薬局から訪問看護まで、職種横断の在宅医療ネットワーク
高崎市で専門医療機関連携薬局と地域連携薬局の双方の認定を受けている株式会社ファーマ・プラスは、薬局・ホスピスケアマネジメント・訪問看護ステーション・認定栄養ケア・ステーションという4つの事業を束ねて運営している。薬剤師、看護師、ケアマネジャー、管理栄養士がそれぞれの専門領域から患者の状態を把握し、ケアプランに反映させる仕組みを構築した。服薬管理だけにとどまらず、食事指導や介護環境の調整まで一つの法人内で完結する点が、医療機関からの紹介につながっている。下中居町南バス停そばという立地も、通院が難しい高齢者世帯への訪問を効率的に回せる要因の一つになっている。
個人的には、薬・食事・介護・生活環境という4領域を同一法人で横断的にカバーしている事業構造がかなり印象的だった。医師との連携体制も密で、処方内容の変更や在宅療養の方針転換が必要な局面でも情報共有のタイムラグが生じにくい。こうした即応性は、患者の容体が変わりやすい在宅医療の現場では大きな意味を持つ。結果として「病院と自宅の間にある不安」を埋める役割を果たしている。
オンラインで完結する服薬指導と生活習慣病の相談窓口
糖尿病や高血圧、肥満といった生活習慣病に悩む方へ向けて、株式会社ファーマ・プラスはオンラインでの服薬指導と栄養相談を提供している。外出が困難な患者や、通院の時間を確保しにくい働き世代にとって、自宅から薬剤師・管理栄養士と直接やり取りできる環境は利便性が高い。飲み合わせの確認や服用タイミングの調整など、対面と同等の内容をオンラインで受けられる。漢方に詳しい薬剤師も在籍しており、西洋薬以外の選択肢を検討したい方の相談にも応じている。

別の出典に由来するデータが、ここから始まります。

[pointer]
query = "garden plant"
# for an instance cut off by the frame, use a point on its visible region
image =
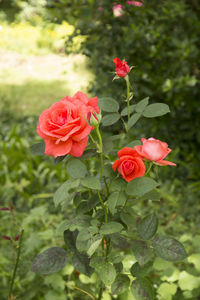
(106, 177)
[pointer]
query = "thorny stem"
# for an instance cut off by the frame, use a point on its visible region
(100, 292)
(16, 264)
(104, 207)
(128, 95)
(149, 168)
(100, 151)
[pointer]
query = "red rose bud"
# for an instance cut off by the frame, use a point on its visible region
(122, 69)
(129, 164)
(4, 208)
(16, 238)
(154, 150)
(135, 3)
(5, 237)
(11, 206)
(95, 119)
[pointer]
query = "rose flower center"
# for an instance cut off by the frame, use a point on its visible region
(128, 167)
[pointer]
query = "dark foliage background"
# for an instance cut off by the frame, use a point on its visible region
(161, 39)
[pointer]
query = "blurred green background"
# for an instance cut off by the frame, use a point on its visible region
(50, 49)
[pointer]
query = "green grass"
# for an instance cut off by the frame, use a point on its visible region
(30, 83)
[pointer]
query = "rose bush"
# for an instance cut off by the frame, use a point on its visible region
(104, 224)
(64, 125)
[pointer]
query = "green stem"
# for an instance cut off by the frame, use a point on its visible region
(16, 264)
(100, 292)
(107, 189)
(104, 207)
(85, 292)
(128, 95)
(100, 151)
(149, 168)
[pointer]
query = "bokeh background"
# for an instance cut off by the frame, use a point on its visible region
(50, 49)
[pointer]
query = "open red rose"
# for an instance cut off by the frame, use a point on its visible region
(129, 164)
(154, 150)
(122, 69)
(64, 126)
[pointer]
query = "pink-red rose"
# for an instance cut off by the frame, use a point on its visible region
(64, 125)
(135, 3)
(130, 165)
(122, 69)
(154, 150)
(117, 10)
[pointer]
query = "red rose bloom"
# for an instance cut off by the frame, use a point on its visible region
(64, 126)
(122, 69)
(129, 164)
(154, 150)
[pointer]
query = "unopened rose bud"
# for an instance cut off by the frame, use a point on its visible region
(11, 206)
(16, 238)
(4, 208)
(95, 119)
(5, 237)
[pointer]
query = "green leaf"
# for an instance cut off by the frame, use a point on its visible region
(120, 285)
(133, 119)
(50, 261)
(96, 261)
(169, 248)
(110, 119)
(148, 226)
(38, 149)
(140, 186)
(141, 251)
(58, 159)
(78, 222)
(188, 281)
(118, 267)
(108, 104)
(107, 273)
(117, 185)
(76, 169)
(112, 201)
(167, 290)
(142, 289)
(62, 194)
(140, 271)
(87, 205)
(124, 112)
(94, 247)
(91, 183)
(111, 227)
(156, 110)
(140, 106)
(153, 195)
(134, 143)
(121, 199)
(82, 263)
(70, 240)
(128, 216)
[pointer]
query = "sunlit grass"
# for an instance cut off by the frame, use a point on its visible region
(32, 79)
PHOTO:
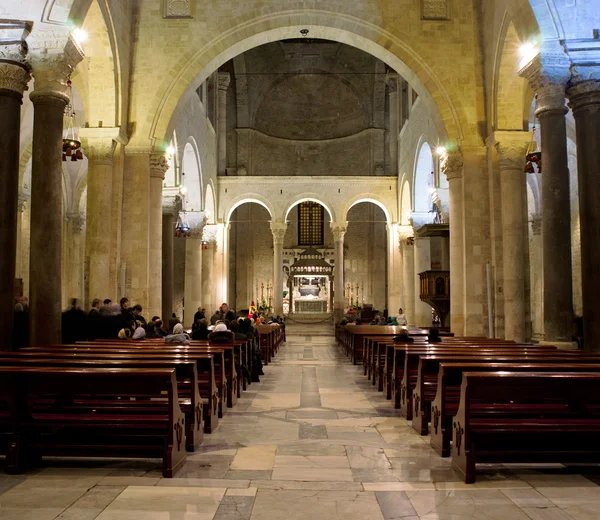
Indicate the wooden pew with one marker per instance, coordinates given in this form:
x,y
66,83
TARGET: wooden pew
x,y
190,401
64,429
526,417
408,354
212,384
445,404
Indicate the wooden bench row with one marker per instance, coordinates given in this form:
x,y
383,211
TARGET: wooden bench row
x,y
118,398
492,401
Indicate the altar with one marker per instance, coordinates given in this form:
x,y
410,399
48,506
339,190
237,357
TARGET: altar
x,y
310,284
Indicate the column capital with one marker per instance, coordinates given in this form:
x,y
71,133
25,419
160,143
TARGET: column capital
x,y
99,144
223,80
584,96
391,80
278,229
452,165
511,147
158,165
339,230
547,74
14,69
53,56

オンライン診療が可能な医療機関への紹介ルートも整備されているため、薬剤師との相談から医師の診察へスムーズに移行できたという声が目立つ。たとえば「血圧の薬を変えたいが主治医の予約が取れない」といった状況でも、オンラインで薬剤師に相談し、そこから適切な医療機関につないでもらえる流れがある。処方変更までの待ち時間が短縮されるケースも少なくない。こうした導線の設計が、継続的な治療を途切れさせない仕掛けになっている。
健康教室が生む予防と交流の接点
定期開催の健康教室では、サルコペニア防止のための体力測定や、病気・介護にまつわる個別相談の場を設けている。株式会社ファーマ・プラスが地域のかかりつけ薬局として顔の見える関係を築くうえで、こうしたイベントは欠かせない存在になっている。薬剤師のほか看護師やケアマネジャーも参加するため、医療・介護・栄養それぞれの切り口から質問できる。参加者にとっては、複数の専門職に一度にアクセスできる貴重な機会でもある。
ある参加者からは「普段は聞きづらい薬の副作用について、健康教室の場で気軽に質問できた」という感想が寄せられている。独居の高齢者が外出するきっかけにもなっており、地域コミュニティの接点としても機能している様子がうかがえる。丁寧なカウンセリングを重ねることで患者やその家族の不安が和らぐと感じる利用者も多い。こうした場が継続的な健康管理の入口として根づいている。
未経験者も受け入れるキャリア支援と働き続けられる職場設計
事業拡大にあわせて新たなスタッフを募集しており、実務経験のない方やブランクのある方も受け入れ対象に含めている。ベテランスタッフによる段階的な指導体制が組まれているため、少しずつ業務の幅を広げながら専門職としてのスキルを身につけていける。資格取得支援制度も用意されており、専門薬剤師など高度な資格への挑戦を会社が後押しする仕組みがある。雇用保険・労災保険・健康保険に加え、定期健康診断などの福利厚生面も整備済みだ。
入職後の研修期間中は先輩が横について実務を見せるスタイルで、座学だけでは掴みにくい在宅医療の現場感覚を早い段階で共有している。「地域医療を支えたい」という動機で入った若手が、数年後にケアプランの立案を任されるようになった事例もあるという。長く働き続けられる環境を用意することで、スタッフの定着率を高め、結果的に患者への対応品質を安定させている。学びの機会と安定した雇用条件の両方が揃っている職場は、医療・介護分野の求職者にとって選択肢に入りやすい。